OLEAN, NY – Future Olean town council meetings may be livestreamed to promote accessibility and transparency for citizens.
Ward 3 Alderman and Common Council President Paul Gonzalez proposed the idea at the Nov. 7 City Operations Committee meeting.
Gonzalez explained that many members of the community have commented that access to city council meetings is limited. Currently, the public can either attend meetings in person or watch meetings when they air on Spectrum.
“There’s people that can’t attend because they work at night and there’s people that can’t watch because they have Direct TV or because they are cord cutters and don’t have cable at all,” Gonzalez said. “Now once the meeting airs on public access, unless you tape it in your home, it’s gone and the only record you’ll have of it from then on are the minutes that are kept by the council secretary.”
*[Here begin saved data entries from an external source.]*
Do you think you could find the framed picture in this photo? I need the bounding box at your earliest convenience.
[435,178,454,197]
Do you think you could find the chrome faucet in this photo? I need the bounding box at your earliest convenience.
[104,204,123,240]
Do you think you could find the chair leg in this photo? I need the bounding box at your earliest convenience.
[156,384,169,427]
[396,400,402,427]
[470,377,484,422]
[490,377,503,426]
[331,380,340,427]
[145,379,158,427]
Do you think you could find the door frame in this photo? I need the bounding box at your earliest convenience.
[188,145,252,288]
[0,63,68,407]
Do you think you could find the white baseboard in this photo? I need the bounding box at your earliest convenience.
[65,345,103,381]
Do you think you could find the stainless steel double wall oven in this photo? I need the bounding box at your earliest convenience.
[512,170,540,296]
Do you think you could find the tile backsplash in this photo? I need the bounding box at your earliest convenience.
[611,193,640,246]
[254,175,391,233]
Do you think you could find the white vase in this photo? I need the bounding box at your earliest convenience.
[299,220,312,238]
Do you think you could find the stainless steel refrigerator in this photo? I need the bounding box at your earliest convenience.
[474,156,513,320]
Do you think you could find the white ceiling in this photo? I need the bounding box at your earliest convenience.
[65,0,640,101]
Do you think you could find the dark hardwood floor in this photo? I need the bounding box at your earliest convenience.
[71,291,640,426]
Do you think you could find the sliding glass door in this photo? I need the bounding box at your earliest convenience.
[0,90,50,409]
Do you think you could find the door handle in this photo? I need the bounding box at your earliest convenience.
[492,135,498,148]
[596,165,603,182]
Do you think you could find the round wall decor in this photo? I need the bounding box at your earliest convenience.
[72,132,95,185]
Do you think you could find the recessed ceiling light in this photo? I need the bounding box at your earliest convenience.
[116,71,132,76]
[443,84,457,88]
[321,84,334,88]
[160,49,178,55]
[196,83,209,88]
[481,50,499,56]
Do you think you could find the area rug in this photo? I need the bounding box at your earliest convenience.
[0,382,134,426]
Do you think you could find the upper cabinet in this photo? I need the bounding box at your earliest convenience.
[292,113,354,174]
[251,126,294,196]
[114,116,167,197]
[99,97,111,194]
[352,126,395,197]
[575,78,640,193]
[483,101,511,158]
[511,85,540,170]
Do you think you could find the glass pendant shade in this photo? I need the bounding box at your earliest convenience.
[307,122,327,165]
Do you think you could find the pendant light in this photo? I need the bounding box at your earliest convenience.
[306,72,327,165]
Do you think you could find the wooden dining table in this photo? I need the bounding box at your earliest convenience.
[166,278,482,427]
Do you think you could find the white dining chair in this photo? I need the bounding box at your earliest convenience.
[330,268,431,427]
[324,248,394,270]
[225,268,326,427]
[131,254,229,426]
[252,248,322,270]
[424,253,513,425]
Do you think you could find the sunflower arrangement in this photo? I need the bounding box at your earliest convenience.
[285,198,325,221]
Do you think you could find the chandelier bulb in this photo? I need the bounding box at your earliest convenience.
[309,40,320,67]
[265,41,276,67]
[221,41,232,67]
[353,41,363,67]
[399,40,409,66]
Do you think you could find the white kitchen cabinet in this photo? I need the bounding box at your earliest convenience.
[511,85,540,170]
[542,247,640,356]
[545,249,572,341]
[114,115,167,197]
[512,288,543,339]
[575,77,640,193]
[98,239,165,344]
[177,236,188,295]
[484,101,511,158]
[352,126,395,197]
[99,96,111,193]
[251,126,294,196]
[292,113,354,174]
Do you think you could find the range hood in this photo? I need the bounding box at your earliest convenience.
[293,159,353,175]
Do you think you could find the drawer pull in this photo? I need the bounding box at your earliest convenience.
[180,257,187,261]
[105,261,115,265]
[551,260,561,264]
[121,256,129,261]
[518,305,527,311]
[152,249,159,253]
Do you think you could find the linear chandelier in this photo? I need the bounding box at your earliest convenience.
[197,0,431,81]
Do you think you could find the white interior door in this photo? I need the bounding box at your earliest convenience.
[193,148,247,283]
Gonzalez doesn’t want the meetings to disappear after they are streamed, though.
“One of the things I’ve wanted to explore is the possibility of the city investing in the equipment and infrastructure to start being able to not only live stream our council meetings, but archive them online as well so you can go back and watch them in their entirety.”
Ward 4 Alderman Kevin Dougherty said he fully supports the idea of livestreaming council meetings.
“It brings the people closer to who they are voting for,” Dougherty said. “It gives people insight on how we make decisions.”
Plattsburgh, New York, has livestreamed its council, zoning board and planning board meetings since August 2016 and archived them on YouTube. Plattburgh’s Ward 4 Councilor Peter Ensel said that the livestreaming has been helpful to citizens of Plattsburgh.
“It really does help with transparency because people can see what people are saying. It’s not just a couple of select quotes from someone that appears in a newspaper or sound bite. They get to watch the whole meeting and all participants,” Ensel said.
The convenience of the livestream has also been a bonus.
“It’s extremely helpful during the winter months because it’s so cold, people don’t want to go out, but they still want to be informed,” Ensel said.
If the proposal is authorized by the council, the next step would be to conduct a bidding process to find a service provider.
“We go with the lowest responsible bidder and then the council would vote to accept the bid from whoever the vendor is,” Gonzalez said. “Ideally, we would want a vendor who could provide us with the entire outfit, the equipment, the installation, and some training and technical support.”
Olean, with a population smaller than Plattsburgh’s by about 6,000 people, would be the first city of its size in the area to livestream council meetings. Gonzalez said that adds value to the proposal.
“I’m not afraid of having Olean lead the way in these ideas,” Gonzalez said. “It’s important that Olean lead the way when it comes to new ideas, new technology, that we can implement into the city.”